7. A director appointed to fill a casual vacancy or as an addition to the board shall not retire from the office at the annual general meeting next following his appointment and the last two sentences of regulation 79 of Table A shall be deleted.
8. A director shall not be required to retire by rotation and regulations 76, 77 and 78 of Table A shall be modified accordingly.
9. If and for so long as a majority of the equity share capital for the time being of the Company is beneficially owned by another body corporate the directors of the Company or any of them may be appointed and removed by written notice served on the Company by the beneficial owner for the time being of such amount of the equity share capital of the Company.
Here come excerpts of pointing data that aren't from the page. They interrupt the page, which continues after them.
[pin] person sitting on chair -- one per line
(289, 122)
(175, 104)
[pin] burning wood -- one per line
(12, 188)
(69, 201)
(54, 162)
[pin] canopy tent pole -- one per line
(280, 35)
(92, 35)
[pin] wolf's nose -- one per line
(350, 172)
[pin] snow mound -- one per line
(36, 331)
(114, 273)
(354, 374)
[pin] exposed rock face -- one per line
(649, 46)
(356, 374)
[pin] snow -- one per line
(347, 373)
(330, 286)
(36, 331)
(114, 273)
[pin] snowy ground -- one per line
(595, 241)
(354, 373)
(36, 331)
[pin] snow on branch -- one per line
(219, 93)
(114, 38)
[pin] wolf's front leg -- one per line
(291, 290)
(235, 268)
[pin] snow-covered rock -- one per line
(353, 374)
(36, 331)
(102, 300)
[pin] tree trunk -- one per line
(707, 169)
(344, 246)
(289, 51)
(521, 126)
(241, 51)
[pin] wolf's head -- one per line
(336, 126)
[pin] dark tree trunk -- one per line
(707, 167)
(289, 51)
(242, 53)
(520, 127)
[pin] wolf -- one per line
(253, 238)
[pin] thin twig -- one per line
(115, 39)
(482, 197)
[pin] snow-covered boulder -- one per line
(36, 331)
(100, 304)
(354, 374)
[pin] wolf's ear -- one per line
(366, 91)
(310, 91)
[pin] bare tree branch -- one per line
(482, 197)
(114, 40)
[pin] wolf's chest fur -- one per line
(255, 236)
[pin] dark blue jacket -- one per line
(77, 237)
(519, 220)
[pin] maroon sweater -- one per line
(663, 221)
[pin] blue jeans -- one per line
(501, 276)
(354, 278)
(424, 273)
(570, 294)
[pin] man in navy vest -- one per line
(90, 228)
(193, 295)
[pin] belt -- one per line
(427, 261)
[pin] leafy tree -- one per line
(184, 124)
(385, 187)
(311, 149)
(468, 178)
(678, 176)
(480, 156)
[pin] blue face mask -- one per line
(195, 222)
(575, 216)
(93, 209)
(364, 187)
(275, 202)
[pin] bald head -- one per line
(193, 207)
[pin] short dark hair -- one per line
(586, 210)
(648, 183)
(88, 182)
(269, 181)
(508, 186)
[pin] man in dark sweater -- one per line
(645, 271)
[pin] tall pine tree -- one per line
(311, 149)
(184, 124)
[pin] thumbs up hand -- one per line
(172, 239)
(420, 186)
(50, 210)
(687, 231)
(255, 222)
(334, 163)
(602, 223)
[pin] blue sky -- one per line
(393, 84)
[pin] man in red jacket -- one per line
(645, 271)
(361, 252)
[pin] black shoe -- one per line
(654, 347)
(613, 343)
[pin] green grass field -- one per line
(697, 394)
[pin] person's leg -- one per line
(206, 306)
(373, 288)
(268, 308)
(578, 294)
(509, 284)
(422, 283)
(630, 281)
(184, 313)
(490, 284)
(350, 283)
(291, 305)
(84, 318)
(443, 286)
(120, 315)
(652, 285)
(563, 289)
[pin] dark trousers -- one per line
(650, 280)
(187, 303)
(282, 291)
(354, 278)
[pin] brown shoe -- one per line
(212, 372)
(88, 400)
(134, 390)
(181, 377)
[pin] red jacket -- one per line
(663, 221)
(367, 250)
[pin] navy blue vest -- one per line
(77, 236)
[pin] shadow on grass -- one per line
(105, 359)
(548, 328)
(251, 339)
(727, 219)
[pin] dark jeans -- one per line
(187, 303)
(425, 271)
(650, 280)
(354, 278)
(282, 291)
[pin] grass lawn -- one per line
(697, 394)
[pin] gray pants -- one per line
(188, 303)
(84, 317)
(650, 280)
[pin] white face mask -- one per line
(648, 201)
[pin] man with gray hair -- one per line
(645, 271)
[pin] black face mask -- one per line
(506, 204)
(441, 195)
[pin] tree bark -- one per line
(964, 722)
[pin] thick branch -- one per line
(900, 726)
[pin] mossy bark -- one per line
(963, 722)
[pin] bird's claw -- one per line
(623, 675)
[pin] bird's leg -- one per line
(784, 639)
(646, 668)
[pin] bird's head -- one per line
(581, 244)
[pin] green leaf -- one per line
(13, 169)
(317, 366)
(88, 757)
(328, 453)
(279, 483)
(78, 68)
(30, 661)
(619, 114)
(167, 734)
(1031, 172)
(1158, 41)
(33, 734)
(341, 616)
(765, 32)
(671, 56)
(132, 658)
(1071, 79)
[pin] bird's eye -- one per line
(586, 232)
10. If any director shall be called upon to perform extra services or to make special exertions in going or residing abroad or otherwise for any of the purposes of the Company, the Company may remunerate the director so doing either by a fixed sum or by a percentage of profits or otherwise as may be determined be a resolution passed at a board meeting of the directors of the Company, and such remuneration may be either in addition to or in substitution or any other remuneration to which he may be entitled as a director.
11. Provided that he shall declare his interest in any contract or transaction a director may vote as a director in regard to any such contract or transaction in which he is interested or in respect of his appointment to any office or place of profit or upon any matter arising thereout and if he shall
vote his vote shall be counted, and regulation 94 of Table A shall be modified accordingly.
12. In regulation 93 of Table A the following words either signed or approved by letter, telefacimile transmission telex or telegram’ shall be substituted for the word ‘signed’ where this first appears in the regulation, and all other references in the regulation to a resolution in writing being signed shall be construed accordingly.
INDEMNITY
13. Subject to the provisions of the Act, and in addition to such indemnity as is contained in regulation 118 Table A, every director, officer or official of the Company shall be entitled to be indemnified out of the assets of the Company against all losses or liabilities incurred by him in or about the execution and discharge of the duties of his office.